VMware ESXi offers two options for using graphics processing units (GPUs) with clustered virtual machines (VMs) running on an HCI cluster to provide GPU acceleration to workloads:
- GPU PCIe pass-through device mode
- Virtual GPU Partitioning
In GPU pass-through mode, an entire physical GPU is directly assigned to one VM, bypassing any host drivers. In this mode of operation, the GPU is accessed exclusively by the GPU driver running in the VM to which it is assigned. The GPU cannot be shared among VMs. GPU partitioning allows you to share a physical GPU device with multiple virtual machines (VMs). With GPU partitioning or GPU virtualization, each VM gets a dedicated fraction of the GPU instead of the entire GPU. The NVIDIA L40 GPUs installed in our test cluster support passthrough mode and GPU Partitioning configurations. GPU partitioning has the advantage of supporting live migration of VMs between hosts. VMs using GPUs in passthrough mode must be manually placed where host GPU resources are available and restarted during cluster maintenance or in the event of a failure.

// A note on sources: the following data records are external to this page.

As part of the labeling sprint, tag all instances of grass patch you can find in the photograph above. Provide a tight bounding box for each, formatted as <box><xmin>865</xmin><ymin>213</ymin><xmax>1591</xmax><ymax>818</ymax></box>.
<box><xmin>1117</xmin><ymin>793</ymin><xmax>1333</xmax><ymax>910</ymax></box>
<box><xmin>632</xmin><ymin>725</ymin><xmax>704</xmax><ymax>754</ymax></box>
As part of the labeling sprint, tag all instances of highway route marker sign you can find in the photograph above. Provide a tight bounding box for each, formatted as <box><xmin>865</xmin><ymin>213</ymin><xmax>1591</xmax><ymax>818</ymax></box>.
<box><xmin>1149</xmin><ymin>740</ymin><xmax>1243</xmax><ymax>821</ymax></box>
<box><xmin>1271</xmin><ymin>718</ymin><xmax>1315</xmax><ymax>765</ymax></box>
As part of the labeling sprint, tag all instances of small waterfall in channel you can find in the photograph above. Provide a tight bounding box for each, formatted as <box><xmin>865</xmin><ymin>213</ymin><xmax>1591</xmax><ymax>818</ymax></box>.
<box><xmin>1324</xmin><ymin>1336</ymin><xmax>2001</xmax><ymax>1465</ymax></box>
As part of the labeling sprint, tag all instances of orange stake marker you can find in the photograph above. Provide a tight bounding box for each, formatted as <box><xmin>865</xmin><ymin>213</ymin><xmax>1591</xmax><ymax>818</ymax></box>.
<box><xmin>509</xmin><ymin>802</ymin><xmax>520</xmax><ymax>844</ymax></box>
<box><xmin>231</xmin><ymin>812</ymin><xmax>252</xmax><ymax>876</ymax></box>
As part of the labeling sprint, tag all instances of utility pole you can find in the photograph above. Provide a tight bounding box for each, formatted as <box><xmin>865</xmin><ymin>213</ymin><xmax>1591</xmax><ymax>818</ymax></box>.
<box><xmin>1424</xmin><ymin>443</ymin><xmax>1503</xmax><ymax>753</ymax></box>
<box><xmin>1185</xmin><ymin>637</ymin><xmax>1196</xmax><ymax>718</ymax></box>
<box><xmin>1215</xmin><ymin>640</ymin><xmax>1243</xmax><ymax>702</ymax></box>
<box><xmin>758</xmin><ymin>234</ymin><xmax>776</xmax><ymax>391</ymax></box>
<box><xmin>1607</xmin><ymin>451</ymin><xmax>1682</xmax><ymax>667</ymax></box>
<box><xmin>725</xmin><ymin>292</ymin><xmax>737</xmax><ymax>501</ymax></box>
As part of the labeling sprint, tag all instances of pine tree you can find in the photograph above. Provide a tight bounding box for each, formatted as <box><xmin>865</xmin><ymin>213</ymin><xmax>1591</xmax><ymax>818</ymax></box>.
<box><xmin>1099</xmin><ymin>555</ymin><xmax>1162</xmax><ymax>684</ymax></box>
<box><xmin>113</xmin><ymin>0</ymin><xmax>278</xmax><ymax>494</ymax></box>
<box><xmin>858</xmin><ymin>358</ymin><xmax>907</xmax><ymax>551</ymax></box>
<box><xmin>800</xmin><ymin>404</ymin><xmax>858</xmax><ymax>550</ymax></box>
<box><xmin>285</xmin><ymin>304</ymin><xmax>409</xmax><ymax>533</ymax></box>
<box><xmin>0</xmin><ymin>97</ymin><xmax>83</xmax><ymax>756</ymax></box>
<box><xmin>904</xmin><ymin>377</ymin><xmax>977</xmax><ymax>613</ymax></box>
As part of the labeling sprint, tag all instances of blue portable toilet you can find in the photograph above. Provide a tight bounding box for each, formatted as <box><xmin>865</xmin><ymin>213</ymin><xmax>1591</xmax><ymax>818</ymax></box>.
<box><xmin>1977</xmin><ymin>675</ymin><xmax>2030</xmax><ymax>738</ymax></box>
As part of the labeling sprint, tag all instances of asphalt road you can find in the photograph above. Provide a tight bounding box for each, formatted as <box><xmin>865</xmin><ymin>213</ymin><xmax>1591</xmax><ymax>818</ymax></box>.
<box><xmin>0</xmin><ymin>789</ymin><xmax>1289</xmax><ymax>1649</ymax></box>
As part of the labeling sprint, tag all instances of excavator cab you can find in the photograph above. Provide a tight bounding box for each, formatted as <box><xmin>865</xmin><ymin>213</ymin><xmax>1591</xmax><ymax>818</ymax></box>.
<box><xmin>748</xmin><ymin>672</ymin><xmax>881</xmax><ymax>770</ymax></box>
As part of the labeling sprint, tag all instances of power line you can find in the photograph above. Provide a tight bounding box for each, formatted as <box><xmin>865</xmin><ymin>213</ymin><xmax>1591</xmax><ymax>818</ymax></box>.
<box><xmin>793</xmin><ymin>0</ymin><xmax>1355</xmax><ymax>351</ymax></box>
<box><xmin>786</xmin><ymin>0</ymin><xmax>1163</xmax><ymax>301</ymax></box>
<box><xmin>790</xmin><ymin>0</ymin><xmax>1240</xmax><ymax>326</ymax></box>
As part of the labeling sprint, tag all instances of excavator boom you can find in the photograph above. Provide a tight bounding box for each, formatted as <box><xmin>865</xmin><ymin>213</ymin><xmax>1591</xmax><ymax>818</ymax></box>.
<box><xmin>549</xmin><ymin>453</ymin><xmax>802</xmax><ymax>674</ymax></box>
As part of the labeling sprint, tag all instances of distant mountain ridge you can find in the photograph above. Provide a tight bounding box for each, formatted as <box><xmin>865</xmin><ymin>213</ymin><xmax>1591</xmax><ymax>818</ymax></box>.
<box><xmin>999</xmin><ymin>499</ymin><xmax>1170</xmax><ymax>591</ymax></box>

We chose to configure the allocation of GPUs to VMs using GPU partitioning. We used NVIDIA vGPU software, a graphics virtualization platform that provides virtual machines (VMs) access to NVIDIA GPU technology. The releases of the NVIDIA vGPU Manager and guest VM drivers that you install must be compatible. Installing an incompatible guest VM driver release for the release of the vGPU Manager results in the NVIDIA vGPU's failure to load. The following NVIDIA vGPU Manager and guest VM driver release combinations are compatible. - NVIDIA vGPU Manager with guest VM drivers from the same release - NVIDIA vGPU Manager with guest VM drivers from different releases within the same major release branch - NVIDIA vGPU Manager from a later major release branch with guest VM drivers from the previous branch You must also use a compatible version of the NVIDIA License System with the chosen release of NVIDIA vGPU software.